Num texto publicado no suplemento Ócio, do Diário de Notícias de 5/09/2018, o jornalista Filipe Gil faz considerações sobre as novas formas de encarar a vida, que parecem estar relacionadas com a atribuição de uma importância diferente aos verbos ter e experienciar e seus respetivos significados.
Ter ou Experienciar?
Desde tenra idade que, todos nós, sonhamos ter. E não são raras as vezes que ouvimos crianças debaterem-se pela posse, mesmo que fantasiada, de um automóvel ou moto desportiva que ao passar chama a atenção de todos.
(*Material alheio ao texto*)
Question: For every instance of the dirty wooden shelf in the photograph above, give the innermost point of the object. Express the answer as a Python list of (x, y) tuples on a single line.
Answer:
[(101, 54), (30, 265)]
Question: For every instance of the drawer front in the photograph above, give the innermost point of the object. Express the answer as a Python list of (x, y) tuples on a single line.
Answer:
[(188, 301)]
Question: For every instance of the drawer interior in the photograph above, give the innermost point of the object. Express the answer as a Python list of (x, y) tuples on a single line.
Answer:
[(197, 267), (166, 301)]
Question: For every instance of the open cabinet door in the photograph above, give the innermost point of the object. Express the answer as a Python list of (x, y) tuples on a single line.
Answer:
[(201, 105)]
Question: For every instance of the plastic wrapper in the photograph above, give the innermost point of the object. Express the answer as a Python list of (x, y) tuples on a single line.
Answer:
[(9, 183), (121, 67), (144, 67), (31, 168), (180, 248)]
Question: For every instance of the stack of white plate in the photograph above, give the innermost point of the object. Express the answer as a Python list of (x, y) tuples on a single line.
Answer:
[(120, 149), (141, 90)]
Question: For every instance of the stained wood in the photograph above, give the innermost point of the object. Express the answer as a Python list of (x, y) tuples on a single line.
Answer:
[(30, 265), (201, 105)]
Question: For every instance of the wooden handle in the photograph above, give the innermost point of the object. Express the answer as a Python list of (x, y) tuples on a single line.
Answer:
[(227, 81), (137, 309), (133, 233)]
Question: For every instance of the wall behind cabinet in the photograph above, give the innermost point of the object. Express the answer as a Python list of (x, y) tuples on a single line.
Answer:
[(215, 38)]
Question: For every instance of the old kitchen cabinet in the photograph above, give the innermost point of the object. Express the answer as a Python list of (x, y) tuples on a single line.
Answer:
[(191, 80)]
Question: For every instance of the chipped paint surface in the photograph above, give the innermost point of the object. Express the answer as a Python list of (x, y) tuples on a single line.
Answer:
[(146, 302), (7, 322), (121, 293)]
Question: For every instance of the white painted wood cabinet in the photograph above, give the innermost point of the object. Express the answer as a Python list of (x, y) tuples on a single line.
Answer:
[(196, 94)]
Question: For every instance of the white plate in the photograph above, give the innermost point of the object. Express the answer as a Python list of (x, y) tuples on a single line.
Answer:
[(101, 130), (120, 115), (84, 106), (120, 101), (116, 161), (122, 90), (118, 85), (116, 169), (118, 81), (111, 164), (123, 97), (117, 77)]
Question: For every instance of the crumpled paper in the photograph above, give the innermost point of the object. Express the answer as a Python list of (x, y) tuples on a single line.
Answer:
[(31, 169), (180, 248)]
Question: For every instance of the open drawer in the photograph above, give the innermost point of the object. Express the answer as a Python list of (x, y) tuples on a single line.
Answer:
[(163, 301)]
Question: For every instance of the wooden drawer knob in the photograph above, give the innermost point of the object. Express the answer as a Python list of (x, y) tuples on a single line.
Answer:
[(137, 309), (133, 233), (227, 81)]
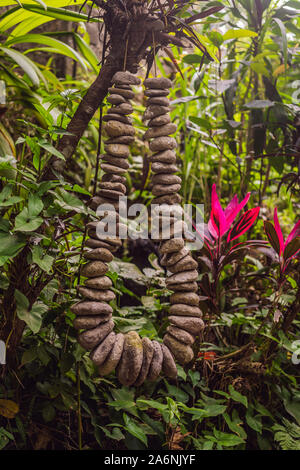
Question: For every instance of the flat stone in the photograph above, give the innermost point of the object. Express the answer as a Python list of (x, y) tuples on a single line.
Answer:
[(91, 338), (131, 361), (113, 186), (94, 269), (188, 298), (193, 325), (162, 189), (156, 363), (108, 168), (98, 295), (171, 199), (160, 100), (153, 92), (125, 78), (99, 254), (116, 129), (157, 83), (148, 351), (123, 108), (184, 287), (113, 358), (170, 246), (122, 139), (116, 99), (129, 94), (101, 283), (168, 366), (183, 353), (185, 264), (167, 156), (115, 161), (118, 117), (101, 351), (175, 257), (160, 131), (185, 310), (181, 278), (153, 111), (88, 322), (118, 150), (160, 120), (162, 143), (91, 308), (158, 167), (181, 335)]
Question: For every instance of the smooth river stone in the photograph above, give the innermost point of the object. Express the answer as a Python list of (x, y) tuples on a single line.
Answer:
[(129, 94), (160, 100), (168, 156), (160, 120), (113, 186), (188, 298), (122, 139), (162, 178), (185, 264), (160, 131), (162, 143), (158, 82), (148, 351), (182, 352), (125, 78), (118, 150), (181, 335), (116, 99), (151, 92), (156, 363), (158, 167), (88, 322), (153, 111), (101, 283), (170, 199), (184, 287), (124, 108), (98, 295), (99, 254), (168, 366), (113, 358), (170, 246), (108, 168), (131, 361), (116, 128), (91, 338), (94, 269), (91, 308), (185, 310), (162, 189), (182, 278), (118, 117), (118, 162), (193, 325), (102, 350)]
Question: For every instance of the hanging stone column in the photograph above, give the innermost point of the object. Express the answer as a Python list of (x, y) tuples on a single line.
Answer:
[(185, 315)]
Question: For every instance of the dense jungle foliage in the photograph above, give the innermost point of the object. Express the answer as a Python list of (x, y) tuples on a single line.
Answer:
[(236, 102)]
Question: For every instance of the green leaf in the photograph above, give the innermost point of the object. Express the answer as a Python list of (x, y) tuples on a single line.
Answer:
[(237, 396), (133, 428), (239, 33)]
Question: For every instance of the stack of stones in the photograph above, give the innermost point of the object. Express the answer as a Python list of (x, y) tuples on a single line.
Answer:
[(185, 314), (135, 359)]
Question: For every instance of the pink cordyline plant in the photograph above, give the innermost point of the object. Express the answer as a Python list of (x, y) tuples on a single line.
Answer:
[(286, 250)]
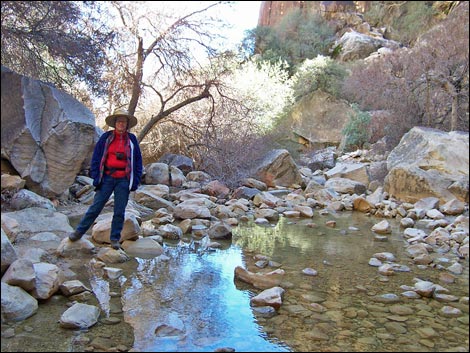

Fi-lo quando era pequeno e vejo os meus filhos e amigos, meninas também, a discutirem que aquele Ferrari que acabou de passar é de um e o Porsche que se seguiu é do outro.
Na infância são várias, e repetidas, as vezes que as palavras «meu ou minhas» se soltam das bocas pequeninas quando se deparam com certos objetos únicos. Será intrínseca esta vontade humana de ter? Às vezes são sonhos que nos seguem por uma vida e que conseguimos realizar umas décadas mais tarde. Parece que todos nós, desde tenra idade, gostamos de luxo. Mas, como descobrimos uns anos mais tarde, não está ao alcance de todos.
Talvez mesmo por isso – e porque o mundo tem mudado mais vezes nas recentes décadas do que em centenas de anos – a palavra ter está a ser substituída pela experienciar. As novas gerações querem vivenciar, experimentar, sentir. Estão a abandonar a posse em troca de algo desapegado, mas mais marcante.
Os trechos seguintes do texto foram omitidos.